Later in the hearing, Cardona explained why the department has sought to overhaul the student aid system, specifically the Public Service Loan Forgiveness (PSLF) program, and recounted a story from a teacher of color whose balance ballooned from $30,000 to $60,000 while they were making payments.

“This teacher benefited from debt relief and is benefitting from the plans that the president announced,” Cardona said. “So for me this is how we also help maintain teachers of color in our profession. We have to make sure we are increasing salaries, creating good working conditions, being intentional about recruiting and creating pathways and apprenticeships.”

The committee also touched on the department’s student aid portfolio.

Rep. Mark Pocan (D-Wisc.) questioned Cardona on funding for the Pell Grant program, citing increased pressure on funding due to its loss in purchasing power and more students becoming eligible.

“Recent analysis from the Committee for a Responsible Federal Budget found that without significantly increased funding, smaller awards, tighter eligibility, or some combination of the above, the Pell reserves can be exhausted by 2026. Possibly sooner,” Pocan warned.

Cardona noted that the president’s budget request called for a $750 increase in the maximum federal Pell Grant.

“To me, increases are going to be needed in order to ensure solvency, so that is an ask that we have. I can tell you every year it's more and more important,” Cardona said. “While we're going to work on accountability and improving the return on investment in higher education — because that's part of the broken system — we recognize that without supporting the increase in Pell we're basically just exacerbating the gaps in our country that exist now.”

Rep. Robert Aderholt (R-Ala.), chair of the subcommittee, expressed concerns about ED’s priorities, specifically the efforts to carry out student loan debt cancellation and urged the department to dial back its funding request for new programs and instead “focus on the basics.”

He also took issue with FSA’s budget request, arguing that the student loan forgiveness policies are unfair and send a dangerous message for students to borrow more.

Rep.
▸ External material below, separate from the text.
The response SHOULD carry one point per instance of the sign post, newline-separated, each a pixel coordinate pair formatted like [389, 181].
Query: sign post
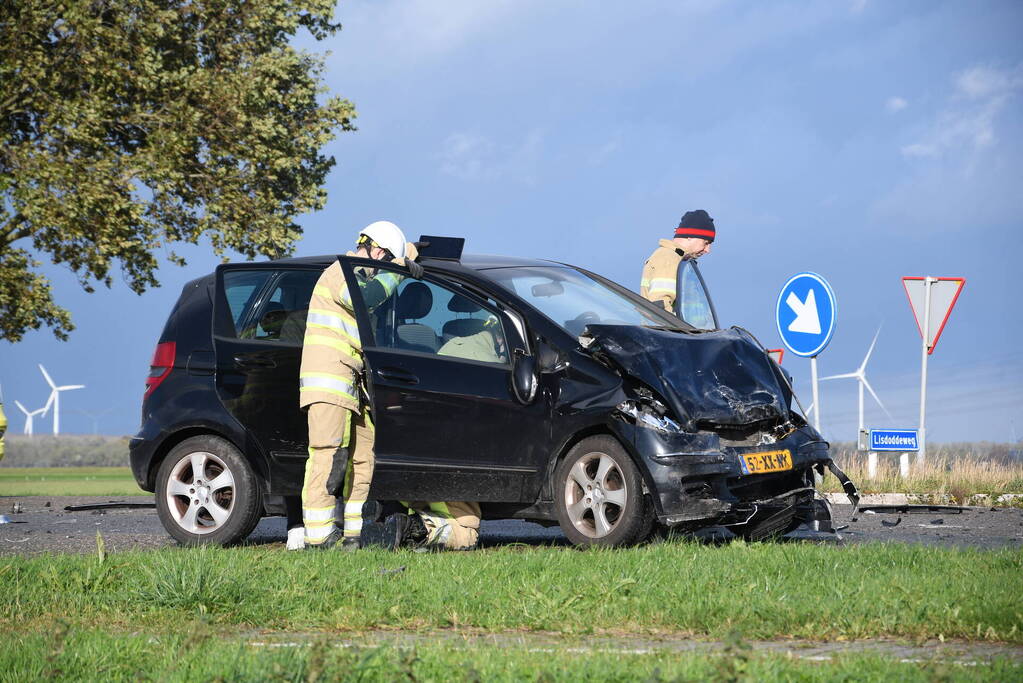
[805, 314]
[932, 300]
Chuck Fleischmann (R-Tenn.) questioned Cardona on whether the department had conducted any studies on the impact forthcoming regulations — being developed through the negotiated rulemaking process — could have on the cost of course materials.

Those regulations were being considered during the program integrity and institutional quality committee’s sessions, which met earlier this year, and touched on the inclusion of books and supplies in tuition and fees charges. Fleischmann specifically wanted to know if ED has, or will, conduct a study on the potential impact of an opt-in requirement on current access programs.

Cardona said he would reach out to his staff and look into that issue.

The budget process was significantly delayed during the previous cycle and now appropriators are against the clock to meet their September 30 spending deadline.

Both chambers of Congress will continue with initial hearings for the various departments. Following those hearings, lawmakers will then begin to develop and release text containing funding levels for each department.


Publication Date: 4/11/2024

Andrew H | 4/11/2024 8:53:10 AM

It is about time he has been asked pointed questions. If we as aid offices ran our offices 1/2 as bad as this roll-out. ED would have already showed up with the chains and locks and closed 99% of institutions.